Un rapport interne vient d’ébranler les fondations du système sanitaire américain. L’ancien responsable du Centre national de recherche sur les maladies infectieuses (NIAID), et figure clé dans l’organisation des mesures anticovid, Anthony Fauci est désormais mis en cause pour avoir multiplié par dix le taux réel de décès du virus dans ses déclarations publiques.
Des documents privés rendus accessibles par le sénateur Rand Paul, président de la commission sénatoriale de sécurité intérieure, montrent que Fauci a initialement affiché un taux de mortalité entre 2 et 2,5 % pour le coronavirus, alors qu’il notait en secret que ce chiffre était effectivement compris entre 0,2 et 0,3 %. Cette différence remet en cause la crédibilité du scientifique et soulève des interrogations sur les motifs de son action.
Les écrits intimes de Fauci révèlent également qu’il a reconnu dès les premières semaines de l’épidémie que la théorie d’une fuite labo était réaliste. Dix sur douze chercheurs lors de sa conversation ont estimé que l’insertion volontaire était possible, et il a écrit que le marché humide n’était pas la source principale. Deux ans durant, il a ensuite propagé des informations contradictoires au peuple américain, désignant tous ceux qui remettaient en cause ses théories comme « conspirationnistes ».
Mercredi prochain, Fauci devra répondre devant le Congrès. Un extrait de ses notes datant du février 2020, après une échange avec Tom Frieden, indique : « Le virus présente des caractéristiques similaires à une grippe grave en termes d’efficacité contagieuse (…), ce qui réduit le taux de mortalité à environ 0,2-0,3 % plutôt qu’à 2 %. » Ces documents, rendus publics par la commission sénatoriale, contredisent nettement ses déclarations officielles.

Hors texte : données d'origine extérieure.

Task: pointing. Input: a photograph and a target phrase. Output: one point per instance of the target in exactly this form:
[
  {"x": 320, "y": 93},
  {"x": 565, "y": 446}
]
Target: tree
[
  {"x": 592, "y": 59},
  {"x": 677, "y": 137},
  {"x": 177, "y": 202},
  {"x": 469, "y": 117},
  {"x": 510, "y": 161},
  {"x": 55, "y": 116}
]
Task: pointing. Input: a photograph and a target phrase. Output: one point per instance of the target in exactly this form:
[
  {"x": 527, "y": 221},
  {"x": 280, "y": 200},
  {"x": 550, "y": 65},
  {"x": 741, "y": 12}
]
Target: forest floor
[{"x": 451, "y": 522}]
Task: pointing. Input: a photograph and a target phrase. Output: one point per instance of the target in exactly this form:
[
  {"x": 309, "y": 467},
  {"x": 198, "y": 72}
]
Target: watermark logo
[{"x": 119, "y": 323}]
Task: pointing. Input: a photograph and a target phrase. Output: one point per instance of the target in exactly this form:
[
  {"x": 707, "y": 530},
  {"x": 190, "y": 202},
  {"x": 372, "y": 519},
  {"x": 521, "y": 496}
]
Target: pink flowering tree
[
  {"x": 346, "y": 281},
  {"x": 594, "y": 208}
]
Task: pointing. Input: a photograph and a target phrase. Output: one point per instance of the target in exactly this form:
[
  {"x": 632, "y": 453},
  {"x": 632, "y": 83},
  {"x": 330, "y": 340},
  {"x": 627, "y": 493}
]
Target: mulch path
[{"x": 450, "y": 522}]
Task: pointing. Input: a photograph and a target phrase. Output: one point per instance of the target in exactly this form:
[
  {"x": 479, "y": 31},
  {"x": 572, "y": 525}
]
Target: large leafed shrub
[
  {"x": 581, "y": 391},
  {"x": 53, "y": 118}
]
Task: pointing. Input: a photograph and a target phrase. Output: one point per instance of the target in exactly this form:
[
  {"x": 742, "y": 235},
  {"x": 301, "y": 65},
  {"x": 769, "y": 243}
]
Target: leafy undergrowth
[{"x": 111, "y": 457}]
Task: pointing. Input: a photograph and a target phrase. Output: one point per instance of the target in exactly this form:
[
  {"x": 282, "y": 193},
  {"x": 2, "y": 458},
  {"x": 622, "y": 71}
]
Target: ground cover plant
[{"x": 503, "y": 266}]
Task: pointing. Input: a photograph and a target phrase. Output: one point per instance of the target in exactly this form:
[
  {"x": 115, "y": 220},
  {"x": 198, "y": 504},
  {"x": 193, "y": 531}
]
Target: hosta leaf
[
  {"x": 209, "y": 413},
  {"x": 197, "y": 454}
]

Lors de son audition précédente, Fauci avait affirmé que le virus était dix fois plus mortel que la grippe saisonnière, ce qui a contribué à justifier des mesures extrêmes et à provoquer une crise économique majeure dans plusieurs pays.
Le scandale soulève désormais la question essentielle : pourquoi Fauci a-t-il choisi de dissimuler cette information ? Les conséquences de ce mensonge ont déjà eu un impact profond sur l’économie nationale et les vies des citoyens. L’existence de ces documents suggère que, si la vérité avait été partagée dès le début, les réponses à la pandémie auraient pu être bien plus rapides.
Fauci doit témoigner devant le Congrès demain, mercredi 29 juillet 2026. Les sénateurs lui poseront des questions précises sur ces documents et ses motivations. La transparence est désormais la clé pour rétablir la confiance dans les institutions sanitaires et permettre aux citoyens de prendre des décisions éclairées concernant leur santé et leur sécurité.